Toward plant breeding for multicrop systems
Publication: PNAS Vol. 20 No. 14
Program leads from the Legume and Crop Stewardship Programs at The Land Institute released a paper detailing the ability of diverse cropping systems to address critical environmental issues connected to modern agricultural production and the subsequent need to pursue shifts in plant breeding, private sector, and policy initiatives to advance the adoption of multicrop systems on agricultural landscapes.
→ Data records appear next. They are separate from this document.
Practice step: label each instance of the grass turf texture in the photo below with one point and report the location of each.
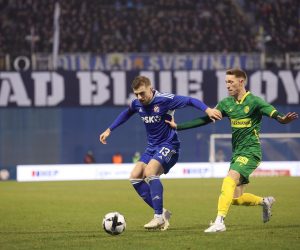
(68, 215)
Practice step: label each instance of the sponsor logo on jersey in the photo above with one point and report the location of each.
(156, 109)
(241, 123)
(157, 197)
(151, 119)
(246, 109)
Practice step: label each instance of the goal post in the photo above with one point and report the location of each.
(214, 138)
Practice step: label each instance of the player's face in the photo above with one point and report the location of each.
(234, 85)
(144, 94)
Increasing cropping system diversity has great potential to address environmental problems associated with modern agriculture, such as erosion, soil carbon loss, nutrient runoff, water pollution, and loss of biodiversity. As with other agricultural sciences, plant breeding has primarily been conducted in the context of dominant monoculture cropping systems, with little focus on multicrop systems. Multicrop systems have increased temporal and/or spatial diversity and include a diverse set of crops and practices. In order to support a transition to multicrop systems, plant breeders must shift their breeding programs and objectives to better represent more diverse systems, including diverse rotations, alternate-season crops, ecosystem service crops, and intercropping systems. The degree to which breeding methods need to change will depend on the cropping system context in question. Plant breeding alone, however, cannot drive adoption of multicrop systems. Alongside shifts in breeding approaches, changes are needed within broader research, private sector, and policy contexts. These changes include policies and investments that support a transition to multicrop systems, increased collaboration across disciplines to support cropping system development, and leadership from both the public and private sectors to develop and promote adoption of new cultivars.